Mumbai: Promoters of most listed Indian companies have managed to convert their entire shareholding into dematerialized form and beat the Securities and Exchange Board of India (Sebi) deadline.
Those that haven’t done so by 30 September will see shares of their companies transferred to the so-called trade-to-trade segment, where price movements are capped at 5% and all transactions are delivery-based.
At least half the companies whose shares constitute the 50-stock index Nifty of the National Stock Exchange (NSE), and 56 of the top 100 listed firms on BSE were non-compliant with Sebi’s new rules in end-June, but the scene has dramatically changed in the past week.
The promoters of most Indian firms have succeeded in converting 100% of their holdings in demat form.
For instance, the promoter of Bharat Heavy Electricals Ltd completed the conversion into demat form on Tuesday, said a company official.
Similarly, Mahindra and Mahindra Ltd, Bajaj Auto Ltd, Tata Steel Ltd, Hero MotoCorp Ltd, Sterlite Industries Ltd, Bharat Petroleum Corp. Ltd, Tata Power Co. Ltd, Grasim Industries Ltd, Kotak Mahindra Bank Ltd and Ashok Leyland Ltd have managed to convert their promoter holdings into electronic form recently.
Hindustan Unilever Ltd and Jindal Steel and Power Ltd expect to complete the process in the next few days.
In an effort to ensure better price discovery and enhance transparency in the securities market, Sebi in September last year had said that only the stocks of those companies that have managed to convert 50% of their non-promoter shares into electronic form would be traded in the normal segment.
In June, the regulator directed all listed firms to convert their entire promoter group holdings into dematerialized form by 30 September.
Mint spoke to the 27 Nifty-listed firms that were non-compliant with this rule at the end of June.
In just a week’s time, almost all of them have converted their entire promoter holdings from physical to electronic form to stay compliant with Sebi rules.
According to BSE and NSE, of the 8,438 listed companies, promoters of 2,877 firms held shares in physical form in June and many of them were state-owned companies.
Most companies Mint spoke to said barring shares that are involved in litigation, all promoter shares are being converted into electronicformat by the end of this month.
The final status of promoter holdings of listed companies will be disclosed on the stock exchanges after 30 September.
Securities of non-compliant firms will be shifted from “T+2” segment to trade-for-trade segment.

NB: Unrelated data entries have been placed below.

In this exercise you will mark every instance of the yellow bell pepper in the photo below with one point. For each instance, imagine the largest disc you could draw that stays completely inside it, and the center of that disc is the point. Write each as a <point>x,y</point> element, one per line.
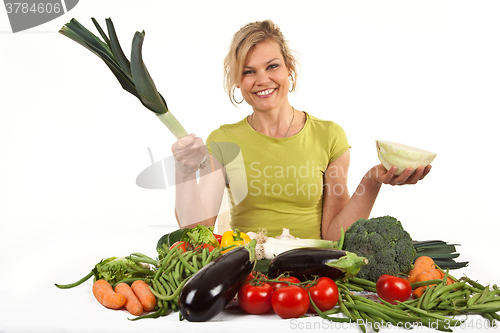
<point>233,237</point>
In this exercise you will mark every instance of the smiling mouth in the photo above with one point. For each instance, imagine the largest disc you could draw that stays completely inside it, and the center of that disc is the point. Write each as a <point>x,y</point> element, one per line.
<point>266,92</point>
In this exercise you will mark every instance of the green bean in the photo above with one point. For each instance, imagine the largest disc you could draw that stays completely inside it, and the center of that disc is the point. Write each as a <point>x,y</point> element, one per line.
<point>393,307</point>
<point>352,287</point>
<point>195,262</point>
<point>374,325</point>
<point>449,287</point>
<point>174,295</point>
<point>158,286</point>
<point>485,306</point>
<point>141,258</point>
<point>170,278</point>
<point>172,264</point>
<point>426,297</point>
<point>204,255</point>
<point>419,303</point>
<point>447,296</point>
<point>176,273</point>
<point>363,281</point>
<point>356,314</point>
<point>471,301</point>
<point>425,313</point>
<point>344,308</point>
<point>333,311</point>
<point>210,256</point>
<point>429,322</point>
<point>425,283</point>
<point>187,265</point>
<point>165,284</point>
<point>77,283</point>
<point>483,296</point>
<point>495,315</point>
<point>473,283</point>
<point>369,309</point>
<point>324,315</point>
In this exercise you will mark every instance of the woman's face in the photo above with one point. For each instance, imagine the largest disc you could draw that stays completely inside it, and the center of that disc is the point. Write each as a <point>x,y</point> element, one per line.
<point>264,81</point>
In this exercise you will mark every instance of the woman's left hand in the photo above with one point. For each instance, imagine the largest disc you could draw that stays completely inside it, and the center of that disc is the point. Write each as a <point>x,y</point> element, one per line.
<point>379,174</point>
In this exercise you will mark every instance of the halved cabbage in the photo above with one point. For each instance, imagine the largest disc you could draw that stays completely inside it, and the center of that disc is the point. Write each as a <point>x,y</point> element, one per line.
<point>402,156</point>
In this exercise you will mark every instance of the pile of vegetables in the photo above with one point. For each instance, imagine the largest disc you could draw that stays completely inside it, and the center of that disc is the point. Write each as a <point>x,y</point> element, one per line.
<point>181,254</point>
<point>198,276</point>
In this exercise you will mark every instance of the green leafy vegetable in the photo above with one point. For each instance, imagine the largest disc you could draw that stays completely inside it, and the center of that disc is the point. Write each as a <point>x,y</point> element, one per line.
<point>132,75</point>
<point>200,235</point>
<point>116,269</point>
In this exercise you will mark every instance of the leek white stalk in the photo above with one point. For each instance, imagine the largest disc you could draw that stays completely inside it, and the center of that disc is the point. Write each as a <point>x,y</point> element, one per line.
<point>172,124</point>
<point>132,75</point>
<point>269,247</point>
<point>273,247</point>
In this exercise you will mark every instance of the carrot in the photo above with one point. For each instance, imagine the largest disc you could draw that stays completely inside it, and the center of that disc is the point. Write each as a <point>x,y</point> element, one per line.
<point>103,292</point>
<point>430,275</point>
<point>418,292</point>
<point>144,294</point>
<point>132,303</point>
<point>422,264</point>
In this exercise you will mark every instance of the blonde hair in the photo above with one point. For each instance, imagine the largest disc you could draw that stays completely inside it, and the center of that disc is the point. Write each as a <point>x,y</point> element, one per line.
<point>244,42</point>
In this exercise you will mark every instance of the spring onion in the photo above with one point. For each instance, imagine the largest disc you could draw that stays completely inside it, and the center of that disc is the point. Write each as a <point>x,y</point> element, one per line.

Shares traded in the T+2 segment are settled within two working days following the day of trade, but when a company’s shares move to trade-to-trade segment, all transactions need to be delivery-based.

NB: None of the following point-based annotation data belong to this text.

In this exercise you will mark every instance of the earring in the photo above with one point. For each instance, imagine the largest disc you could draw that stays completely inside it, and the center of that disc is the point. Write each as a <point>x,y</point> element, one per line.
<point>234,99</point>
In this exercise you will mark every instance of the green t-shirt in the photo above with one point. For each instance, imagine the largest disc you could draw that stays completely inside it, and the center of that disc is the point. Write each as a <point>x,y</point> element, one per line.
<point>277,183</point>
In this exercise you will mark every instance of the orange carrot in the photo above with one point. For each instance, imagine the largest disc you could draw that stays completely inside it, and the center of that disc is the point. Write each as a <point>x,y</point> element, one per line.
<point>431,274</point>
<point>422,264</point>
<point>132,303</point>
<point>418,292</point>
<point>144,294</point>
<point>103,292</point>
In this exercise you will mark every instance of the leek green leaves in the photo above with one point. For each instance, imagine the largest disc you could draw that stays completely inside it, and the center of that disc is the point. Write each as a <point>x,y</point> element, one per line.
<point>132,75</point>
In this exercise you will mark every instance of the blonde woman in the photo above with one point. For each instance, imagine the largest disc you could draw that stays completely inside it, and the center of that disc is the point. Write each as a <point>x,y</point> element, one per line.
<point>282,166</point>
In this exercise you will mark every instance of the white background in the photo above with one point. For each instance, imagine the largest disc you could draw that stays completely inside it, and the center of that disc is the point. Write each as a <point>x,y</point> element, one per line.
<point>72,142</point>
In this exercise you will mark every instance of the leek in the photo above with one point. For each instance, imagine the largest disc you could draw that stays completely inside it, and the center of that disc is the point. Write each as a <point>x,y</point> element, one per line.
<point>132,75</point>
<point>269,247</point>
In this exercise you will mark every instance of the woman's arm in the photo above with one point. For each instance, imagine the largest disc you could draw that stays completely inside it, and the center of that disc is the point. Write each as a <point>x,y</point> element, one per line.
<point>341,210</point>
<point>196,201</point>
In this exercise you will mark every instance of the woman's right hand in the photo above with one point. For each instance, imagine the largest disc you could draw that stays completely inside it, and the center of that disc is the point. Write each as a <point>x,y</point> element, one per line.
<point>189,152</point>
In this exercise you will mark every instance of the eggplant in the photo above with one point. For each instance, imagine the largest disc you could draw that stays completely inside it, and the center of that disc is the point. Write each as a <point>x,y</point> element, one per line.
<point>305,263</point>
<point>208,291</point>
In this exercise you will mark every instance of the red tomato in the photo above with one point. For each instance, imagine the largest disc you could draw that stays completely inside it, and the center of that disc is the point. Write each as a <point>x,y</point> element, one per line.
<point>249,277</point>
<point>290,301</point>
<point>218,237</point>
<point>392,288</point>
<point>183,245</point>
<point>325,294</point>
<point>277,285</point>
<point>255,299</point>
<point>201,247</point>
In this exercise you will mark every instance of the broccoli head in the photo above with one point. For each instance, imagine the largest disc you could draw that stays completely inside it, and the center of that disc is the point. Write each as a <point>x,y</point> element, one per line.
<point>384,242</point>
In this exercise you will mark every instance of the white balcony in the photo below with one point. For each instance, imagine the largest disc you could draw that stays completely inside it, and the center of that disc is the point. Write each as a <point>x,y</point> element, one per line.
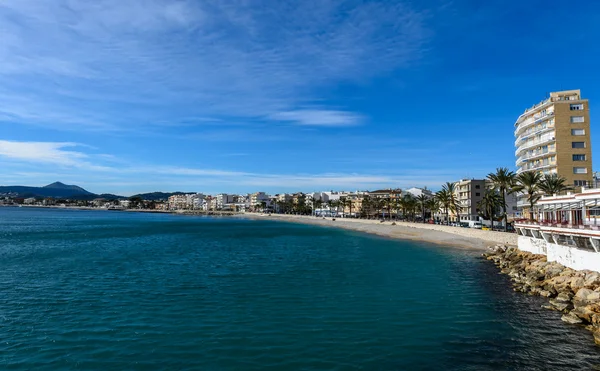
<point>536,168</point>
<point>535,155</point>
<point>532,121</point>
<point>548,139</point>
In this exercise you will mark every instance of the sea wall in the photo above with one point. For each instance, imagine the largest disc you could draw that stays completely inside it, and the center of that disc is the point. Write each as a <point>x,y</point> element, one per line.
<point>568,256</point>
<point>575,293</point>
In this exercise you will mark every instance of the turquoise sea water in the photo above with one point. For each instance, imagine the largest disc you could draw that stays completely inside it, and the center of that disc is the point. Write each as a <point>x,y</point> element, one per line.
<point>98,290</point>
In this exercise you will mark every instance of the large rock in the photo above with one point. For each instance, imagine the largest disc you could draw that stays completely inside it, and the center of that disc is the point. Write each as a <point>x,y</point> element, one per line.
<point>584,313</point>
<point>564,297</point>
<point>585,297</point>
<point>597,337</point>
<point>592,280</point>
<point>571,318</point>
<point>561,306</point>
<point>577,283</point>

This means that irrespective of squaring up the transaction, intraday investors will compulsorily be required to give or take delivery.
This impacts volume and market capitalization of companies.

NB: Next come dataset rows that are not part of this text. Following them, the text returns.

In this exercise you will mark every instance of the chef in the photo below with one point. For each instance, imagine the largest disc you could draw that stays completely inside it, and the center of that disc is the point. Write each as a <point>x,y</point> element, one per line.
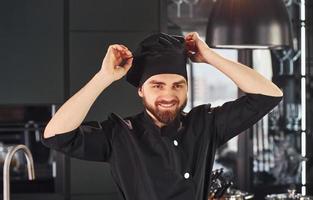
<point>161,153</point>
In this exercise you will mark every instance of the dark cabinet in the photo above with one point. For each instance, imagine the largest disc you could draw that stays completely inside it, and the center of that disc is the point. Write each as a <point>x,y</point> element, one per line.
<point>31,52</point>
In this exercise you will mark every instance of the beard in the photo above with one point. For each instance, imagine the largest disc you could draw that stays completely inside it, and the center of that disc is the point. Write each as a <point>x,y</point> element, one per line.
<point>167,115</point>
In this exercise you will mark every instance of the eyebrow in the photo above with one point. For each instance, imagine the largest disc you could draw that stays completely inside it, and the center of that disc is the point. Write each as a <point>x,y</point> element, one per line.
<point>162,83</point>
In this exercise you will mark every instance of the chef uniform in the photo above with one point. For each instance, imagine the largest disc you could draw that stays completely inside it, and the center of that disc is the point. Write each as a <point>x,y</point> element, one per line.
<point>169,163</point>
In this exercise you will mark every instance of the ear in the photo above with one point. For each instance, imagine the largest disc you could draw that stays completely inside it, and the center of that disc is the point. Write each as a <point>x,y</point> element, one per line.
<point>140,93</point>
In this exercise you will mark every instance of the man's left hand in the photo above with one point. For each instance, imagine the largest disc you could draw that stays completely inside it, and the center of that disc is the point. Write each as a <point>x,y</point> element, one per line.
<point>197,49</point>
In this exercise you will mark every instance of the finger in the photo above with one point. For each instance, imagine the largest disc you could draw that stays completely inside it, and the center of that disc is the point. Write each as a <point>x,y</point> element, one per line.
<point>124,46</point>
<point>128,64</point>
<point>118,47</point>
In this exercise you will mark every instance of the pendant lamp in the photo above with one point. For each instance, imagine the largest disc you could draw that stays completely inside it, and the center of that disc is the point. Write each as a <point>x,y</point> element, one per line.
<point>249,24</point>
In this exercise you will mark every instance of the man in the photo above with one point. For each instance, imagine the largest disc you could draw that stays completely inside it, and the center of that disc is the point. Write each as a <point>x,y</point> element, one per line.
<point>161,153</point>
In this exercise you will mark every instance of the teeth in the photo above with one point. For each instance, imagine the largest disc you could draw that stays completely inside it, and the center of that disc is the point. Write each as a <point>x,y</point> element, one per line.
<point>167,105</point>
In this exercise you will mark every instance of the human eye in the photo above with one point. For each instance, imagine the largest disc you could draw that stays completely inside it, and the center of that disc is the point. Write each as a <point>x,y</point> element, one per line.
<point>156,86</point>
<point>178,86</point>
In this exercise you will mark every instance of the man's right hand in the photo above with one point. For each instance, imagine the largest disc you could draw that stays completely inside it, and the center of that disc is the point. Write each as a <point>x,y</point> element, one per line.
<point>116,62</point>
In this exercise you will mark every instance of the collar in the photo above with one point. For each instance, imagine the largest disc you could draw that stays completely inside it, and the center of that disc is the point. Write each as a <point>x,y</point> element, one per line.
<point>169,130</point>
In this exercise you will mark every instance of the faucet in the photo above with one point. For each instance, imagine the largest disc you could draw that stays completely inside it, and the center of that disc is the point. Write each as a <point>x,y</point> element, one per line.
<point>6,167</point>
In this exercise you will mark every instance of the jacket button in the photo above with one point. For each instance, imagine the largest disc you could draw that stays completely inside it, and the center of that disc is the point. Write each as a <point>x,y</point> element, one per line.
<point>186,175</point>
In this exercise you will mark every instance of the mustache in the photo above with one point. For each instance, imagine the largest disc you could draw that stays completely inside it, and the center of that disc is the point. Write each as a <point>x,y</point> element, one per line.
<point>167,102</point>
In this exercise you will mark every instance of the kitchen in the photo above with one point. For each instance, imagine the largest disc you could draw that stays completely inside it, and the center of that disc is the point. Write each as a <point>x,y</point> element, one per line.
<point>50,49</point>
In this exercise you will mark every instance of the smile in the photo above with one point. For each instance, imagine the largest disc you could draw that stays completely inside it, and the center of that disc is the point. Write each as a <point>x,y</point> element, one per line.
<point>167,105</point>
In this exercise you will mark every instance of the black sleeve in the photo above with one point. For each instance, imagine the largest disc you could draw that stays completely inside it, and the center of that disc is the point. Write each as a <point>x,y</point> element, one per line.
<point>90,141</point>
<point>233,117</point>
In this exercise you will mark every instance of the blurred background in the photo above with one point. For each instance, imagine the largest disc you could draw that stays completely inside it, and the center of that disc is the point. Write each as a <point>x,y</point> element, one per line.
<point>51,49</point>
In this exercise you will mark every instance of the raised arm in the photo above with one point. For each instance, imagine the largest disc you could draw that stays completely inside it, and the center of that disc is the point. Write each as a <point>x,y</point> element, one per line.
<point>71,114</point>
<point>247,79</point>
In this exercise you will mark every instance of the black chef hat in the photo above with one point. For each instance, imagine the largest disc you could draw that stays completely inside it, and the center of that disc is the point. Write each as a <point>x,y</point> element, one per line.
<point>158,53</point>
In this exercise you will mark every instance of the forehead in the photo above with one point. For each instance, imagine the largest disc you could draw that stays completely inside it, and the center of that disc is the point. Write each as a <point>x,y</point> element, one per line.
<point>165,78</point>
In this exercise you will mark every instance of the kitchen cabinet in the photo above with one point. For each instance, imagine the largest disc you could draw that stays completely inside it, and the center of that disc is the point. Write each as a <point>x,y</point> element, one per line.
<point>31,52</point>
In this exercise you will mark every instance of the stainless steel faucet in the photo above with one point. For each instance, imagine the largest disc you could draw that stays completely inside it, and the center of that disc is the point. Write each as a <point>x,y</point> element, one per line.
<point>6,167</point>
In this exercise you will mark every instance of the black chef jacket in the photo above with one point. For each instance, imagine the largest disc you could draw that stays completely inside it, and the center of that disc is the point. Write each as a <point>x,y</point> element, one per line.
<point>169,163</point>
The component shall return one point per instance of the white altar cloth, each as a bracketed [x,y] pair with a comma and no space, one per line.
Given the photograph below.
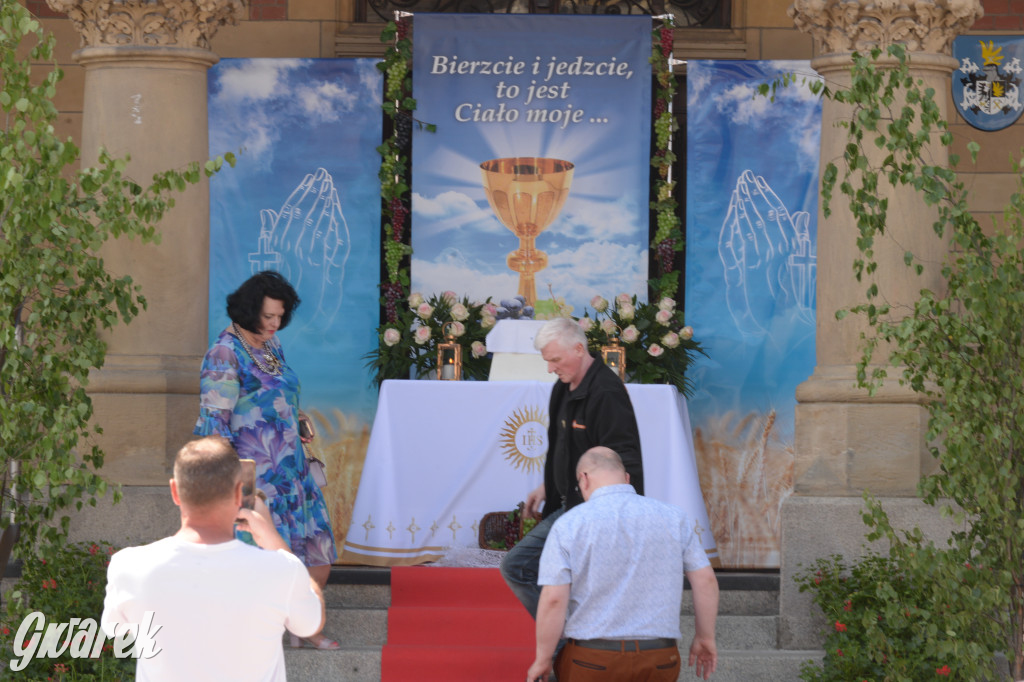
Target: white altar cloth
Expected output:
[442,454]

“Just because of a default by the promoters, who control the day-to-day management of a firm, shareholders are being punished,” said an official with a brokerage firm who declined to be named.
Such shares could be removed from the equity derivatives segment as well, and there could be restrictions on intraday trading.
Recently, the regulator said it could also reduce the trading bands of non-compliant listed firms from 5% to 2%.
Some firms are still finding it hard to comply with the new norms and they may get penalized for this.
“Some companies are yet to comply and we are receiving communication from them. We are getting reasons like banks are holding physical shares as collaterals, or the promoter is outside the country and it is taking time for opening the demat account for the foreign entity of the promoter and so on,” said a BSE official.